В тридцать с небольшим он перехаживает на ногах аппендицит и попадает в больницу с тяжелым перитонитом. Некоторое время находится между жизнью и смертью. В конце больничного срока говорит, глядя в окно, лечащему врачу: «Я пропускаю осень», — на что тот отвечает: «Вы чуть не пропустили все».
Около шестидесяти с ним случается инфаркт, требующий немедленной операции на открытом сердце. Когда его везут на каталке в операционную, жена, третья по счету, молодая фотомодель, рыдая и заламывая руки, спрашивает: «А что же со мной?» — подразумевая, что он не выживет. «Давай, — отвечает он, — одну вещь за раз. Сперва пусть я умру. Потом помогу тебе перенести это». Операция длится семь часов, ему ставят пять шунтов. После этого он разводится и доживает до шестидесяти пяти без проблем со здоровьем. Рядом продолжают умирать, кончать самоубийством, становиться инвалидами.
А затем он каждый год начинает по разу попадать в больницу. Непроходимость одной артерии, другой. Скрытый инфаркт задней стенки из-за закупорки одного из шунтов: вводят стент. Через год еще один, из-за сужения еще одного шунта. Аритмия, ставят дефибриллятор… Автор сообщает об этом, и я перечисляю не с целью портить читателю настроение: каждый сам знает, как такое бывает — если не с тобой, то с кем-то поблизости. Скорее это напоминает список магических формул, которыми человека отправляют на тот свет.
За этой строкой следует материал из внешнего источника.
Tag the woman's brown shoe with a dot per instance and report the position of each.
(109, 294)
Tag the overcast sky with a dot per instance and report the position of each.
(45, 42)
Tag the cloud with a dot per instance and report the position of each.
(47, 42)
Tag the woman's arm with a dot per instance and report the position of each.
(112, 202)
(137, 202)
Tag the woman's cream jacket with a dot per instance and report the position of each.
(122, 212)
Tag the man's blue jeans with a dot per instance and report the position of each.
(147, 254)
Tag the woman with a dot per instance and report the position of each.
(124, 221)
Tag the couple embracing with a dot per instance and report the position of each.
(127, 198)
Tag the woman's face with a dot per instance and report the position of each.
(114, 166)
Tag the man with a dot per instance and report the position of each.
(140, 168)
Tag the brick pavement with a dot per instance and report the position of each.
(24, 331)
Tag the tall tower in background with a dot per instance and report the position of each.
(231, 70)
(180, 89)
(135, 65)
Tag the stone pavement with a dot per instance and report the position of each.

Но в том-то и дело, что у героя нет никакого того света, он в него не верит. На следующий день после бар-мицвы он прекращает относиться к иудаизму всерьез и с тех пор не переступает порога синагоги. Религия стала для него ложью, любая религиозность выглядит детским суеверием, младенческим лепетом, надувательством со смертью, Б-гом или изношенными фантазиями о небесах. Мы можем сказать на это «ай-яй-яй», можем пожалеть его, можем отвернуться. Это ничего не переменит: жизнь для него — только тела, рожденные жить и умирать в сроки, принятые другими телами, которые жили и умирали прежде. Формулировка, возможно, неполная, но позиция — общая для всех, верующих и неверующих.
Умирание продолжает тянуться. Сын долго живших родителей, имеющий старшего брата, не знавшего болезней, он превращается в заложника своего тела. Три раза он был женат, имел любовниц, детей, интересную работу, добился успеха. Но теперь смерть сделалась центральным делом его жизни и телесно разрушает то, что является его исключительной судьбой. Казалось бы, как все такие истории, похоже на «Смерть Ивана Ильича». Но нет. У Толстого случившееся с героем обнажает бессмысленность и глупость того, как герой хотел прожить жизнь и прожил. Герою Рота все равно, какая у него жизнь. Он стоит на том, что жизнь может быть любая и ни одна не лучше другой. Он прекрасно знает, что иногда живет бессмысленно и глупо, а иногда со смыслом и умно, но норма — и то, и то.
Уже семидесятилетний, он пытается соблазнить случайно попавшуюся на глаза девушку. Он исходит из того, что быть приманкой для женщин и есть единственно полноценное доказательство того, что мужчина жив. Он сладострастник. Это слово неупотребительно уже больше полувека, и один из тех, кто постарался его отменить, как раз Филип Рот. Потакание сладострастью и похотливости, утверждает он и единомышленники (которых как минимум полчеловечества), опять-таки норма.
И только к самому концу, когда герой неотменимо сформулировал безнадежное: что «старость не битва, старость — бойня» — он начинает допускать, что именно установка, с которой он хотел прожить и прожил жизнь, привела его к ужасному, в полном одиночестве, когда ничего нельзя изменить, концу. И тут его сердце останавливается.
Вот видите, мы начали со злободневного, а пришли к вневременному, философски отвлеченному.